図2 少年Yが生まれ育った家とJ集落の風景(塚本,2019) <拡大表示>
3.美女谷の地形・地質特性
写真1は、陸軍が昭和18年(1943)7月13日に撮影した航空写真(元縮尺S=1/12,000)を立体視できるように加工したものです。写真2は、国土地理院が昭和59年(1974)12月22日に撮影したカラー航空写真(元縮尺S=1/15,000)を立体視できるように加工したものです。図3は美女谷の詳細図(塚本
(2020)のp.29)です。
写真1では、明治34年(1901)8月1日に官営鉄道として、八王子駅−上野原駅間が開通した中央線が緩い円弧を描いて示されており、小仏トンネル(全長2,574m)で高尾・八王子方面につながっています。与瀬駅(現相模湖駅)は中央線開通と同時に開業され、美女谷から東京方面へ鉄道で行けるようになりました
(美女谷から与瀬駅まで徒歩40分程度)。しかし、美女谷から八王子・立川方面に通勤・通学する人はほとんどありませんでした。昭和39年(1964)9月29日に新小仏トンネル(全長2,594m)が開通し、この区間の中央線は複線化され、東京方面への電車の本数も増え、通勤・通学する人が徐々に増えて行きました。

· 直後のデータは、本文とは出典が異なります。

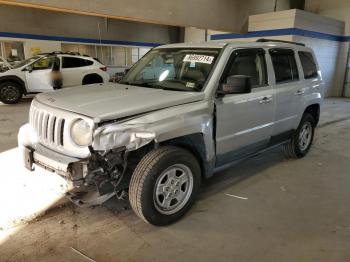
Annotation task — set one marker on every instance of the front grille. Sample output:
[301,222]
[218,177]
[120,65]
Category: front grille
[47,127]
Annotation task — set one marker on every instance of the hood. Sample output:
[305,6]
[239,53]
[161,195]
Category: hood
[112,101]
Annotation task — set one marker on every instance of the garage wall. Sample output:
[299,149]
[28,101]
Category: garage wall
[40,22]
[224,15]
[324,35]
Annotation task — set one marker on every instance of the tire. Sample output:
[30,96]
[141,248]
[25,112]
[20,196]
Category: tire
[10,92]
[156,171]
[297,148]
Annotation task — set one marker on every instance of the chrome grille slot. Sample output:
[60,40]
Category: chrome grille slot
[48,127]
[51,128]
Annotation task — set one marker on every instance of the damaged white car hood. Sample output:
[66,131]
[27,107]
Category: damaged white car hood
[113,101]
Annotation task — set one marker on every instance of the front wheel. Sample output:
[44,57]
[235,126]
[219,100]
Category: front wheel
[10,93]
[164,185]
[302,138]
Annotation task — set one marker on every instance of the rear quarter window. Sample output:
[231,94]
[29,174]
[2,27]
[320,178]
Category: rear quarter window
[284,65]
[72,62]
[308,64]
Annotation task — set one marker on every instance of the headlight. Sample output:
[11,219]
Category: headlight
[81,133]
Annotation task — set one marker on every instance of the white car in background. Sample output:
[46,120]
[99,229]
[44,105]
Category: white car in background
[50,71]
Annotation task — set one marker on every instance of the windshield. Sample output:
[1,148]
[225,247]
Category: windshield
[173,69]
[27,61]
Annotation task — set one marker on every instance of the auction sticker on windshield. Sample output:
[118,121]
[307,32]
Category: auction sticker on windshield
[199,58]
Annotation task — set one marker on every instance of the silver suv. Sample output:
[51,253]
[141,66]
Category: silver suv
[182,113]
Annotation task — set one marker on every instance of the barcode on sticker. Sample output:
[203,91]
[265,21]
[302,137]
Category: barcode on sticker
[199,59]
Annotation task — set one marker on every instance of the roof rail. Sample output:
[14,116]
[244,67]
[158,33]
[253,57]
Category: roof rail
[63,53]
[279,41]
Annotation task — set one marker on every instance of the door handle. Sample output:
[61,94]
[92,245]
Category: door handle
[265,99]
[299,92]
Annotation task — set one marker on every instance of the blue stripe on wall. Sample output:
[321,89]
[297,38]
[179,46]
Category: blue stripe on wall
[76,39]
[283,31]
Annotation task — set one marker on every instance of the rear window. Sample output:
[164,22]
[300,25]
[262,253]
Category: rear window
[71,62]
[308,64]
[284,65]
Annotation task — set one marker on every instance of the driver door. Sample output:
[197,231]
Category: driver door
[244,121]
[38,75]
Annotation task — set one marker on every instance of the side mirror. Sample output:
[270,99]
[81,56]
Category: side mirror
[28,68]
[236,84]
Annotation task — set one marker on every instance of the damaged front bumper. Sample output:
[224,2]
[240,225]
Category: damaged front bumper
[102,169]
[73,169]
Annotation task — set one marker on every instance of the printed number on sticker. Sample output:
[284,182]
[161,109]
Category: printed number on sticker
[199,59]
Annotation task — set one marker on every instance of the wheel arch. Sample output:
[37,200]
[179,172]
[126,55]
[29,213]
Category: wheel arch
[194,143]
[14,79]
[314,110]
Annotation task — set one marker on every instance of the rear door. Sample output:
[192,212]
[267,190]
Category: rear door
[288,87]
[73,70]
[244,122]
[38,77]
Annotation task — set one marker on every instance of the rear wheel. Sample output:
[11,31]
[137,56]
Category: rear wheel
[302,138]
[164,185]
[10,92]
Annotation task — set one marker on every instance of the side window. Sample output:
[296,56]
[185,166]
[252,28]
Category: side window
[308,64]
[248,62]
[284,65]
[72,62]
[44,63]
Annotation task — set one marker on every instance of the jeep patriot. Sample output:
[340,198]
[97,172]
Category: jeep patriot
[180,114]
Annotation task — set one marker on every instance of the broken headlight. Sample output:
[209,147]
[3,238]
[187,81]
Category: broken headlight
[81,133]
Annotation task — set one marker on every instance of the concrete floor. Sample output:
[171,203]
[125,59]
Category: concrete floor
[296,210]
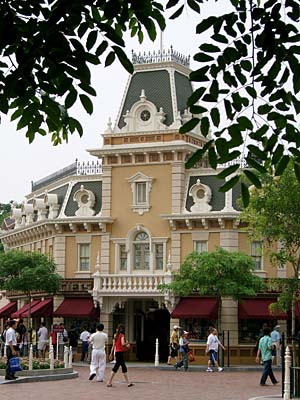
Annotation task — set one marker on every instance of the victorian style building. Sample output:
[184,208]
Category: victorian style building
[119,226]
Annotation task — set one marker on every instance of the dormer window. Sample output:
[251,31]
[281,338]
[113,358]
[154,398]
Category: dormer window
[145,115]
[141,186]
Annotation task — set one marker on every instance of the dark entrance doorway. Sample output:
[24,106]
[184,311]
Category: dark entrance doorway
[156,326]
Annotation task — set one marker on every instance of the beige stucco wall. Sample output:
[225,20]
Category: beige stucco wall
[122,199]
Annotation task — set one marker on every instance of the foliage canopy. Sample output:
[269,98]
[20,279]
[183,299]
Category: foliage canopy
[219,273]
[273,217]
[28,272]
[248,75]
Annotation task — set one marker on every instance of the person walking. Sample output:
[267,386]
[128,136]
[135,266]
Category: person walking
[84,337]
[98,341]
[121,345]
[276,342]
[265,352]
[42,339]
[11,348]
[183,349]
[212,347]
[174,343]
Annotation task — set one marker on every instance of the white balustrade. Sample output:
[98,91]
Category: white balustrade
[30,362]
[156,360]
[287,374]
[70,357]
[130,283]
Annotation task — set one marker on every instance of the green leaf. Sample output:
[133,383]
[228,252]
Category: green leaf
[177,13]
[88,89]
[91,39]
[197,156]
[254,164]
[171,3]
[123,59]
[264,109]
[228,171]
[203,57]
[101,48]
[253,178]
[204,126]
[212,157]
[245,123]
[205,24]
[220,38]
[251,91]
[190,125]
[297,171]
[281,166]
[209,48]
[86,102]
[195,96]
[194,5]
[71,98]
[229,184]
[110,58]
[245,194]
[215,116]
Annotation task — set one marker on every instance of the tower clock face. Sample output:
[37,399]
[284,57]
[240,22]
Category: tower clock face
[145,115]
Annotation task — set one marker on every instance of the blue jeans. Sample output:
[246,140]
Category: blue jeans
[267,371]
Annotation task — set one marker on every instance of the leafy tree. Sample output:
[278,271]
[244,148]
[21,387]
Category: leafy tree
[273,217]
[28,272]
[4,213]
[219,274]
[248,76]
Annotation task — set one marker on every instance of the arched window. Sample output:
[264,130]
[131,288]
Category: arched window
[141,251]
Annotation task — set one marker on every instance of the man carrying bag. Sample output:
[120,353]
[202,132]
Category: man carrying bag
[11,348]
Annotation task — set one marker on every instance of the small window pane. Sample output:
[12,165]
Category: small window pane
[141,193]
[84,257]
[159,256]
[200,246]
[256,254]
[123,257]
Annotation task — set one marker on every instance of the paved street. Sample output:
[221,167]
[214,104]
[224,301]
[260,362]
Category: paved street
[150,383]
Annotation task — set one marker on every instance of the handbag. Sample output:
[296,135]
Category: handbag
[126,347]
[191,357]
[14,364]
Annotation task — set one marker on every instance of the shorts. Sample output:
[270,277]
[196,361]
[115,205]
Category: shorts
[42,346]
[213,356]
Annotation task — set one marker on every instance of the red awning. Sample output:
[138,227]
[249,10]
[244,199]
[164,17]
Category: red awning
[196,307]
[8,309]
[77,307]
[258,309]
[18,314]
[42,309]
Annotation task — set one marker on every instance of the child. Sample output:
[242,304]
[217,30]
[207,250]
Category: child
[212,347]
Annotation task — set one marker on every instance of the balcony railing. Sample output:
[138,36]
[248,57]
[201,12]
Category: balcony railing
[130,283]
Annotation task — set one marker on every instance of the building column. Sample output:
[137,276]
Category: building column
[104,253]
[59,254]
[178,179]
[175,251]
[106,191]
[229,240]
[229,322]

写真2では、昭和43年(1968)12月20日に開通した中央道(八王子IC〜相模湖IC)が2本描かれています。下り線の小仏トンネル(全長1,642m)と上り線の第2小仏トンネル(全長2,002m)があります。
図1、図3、写真1、写真2を比較すると、美女谷周辺の地形状況と少年Y(塚本先生)の生活空間が良くわかります。塚本(2019)の
〔コラム8〕美女谷の地形特性から一部を引用させて頂きます。
美女谷の流域は周囲を標高700m程度の山に囲まれています。ハイキングで知られた高尾山〜陣馬山コースの尾根が流域界の半分を占めます。流域界を半時計回りに辿ると、千木良集落から東海自然歩道を城山に登ります。そこから城山(670m)→小仏峠(548m)→景信山(727m)→堂所山(731m)→底沢峠(721m)→明王峠(740m)までハイキングコースをたどります。明王峠からは与瀬に向かうハイキングコースを南に下り、矢ノ音(633m)→孫山(548m)の尾根を通って美女谷峡谷におります(図1参照)。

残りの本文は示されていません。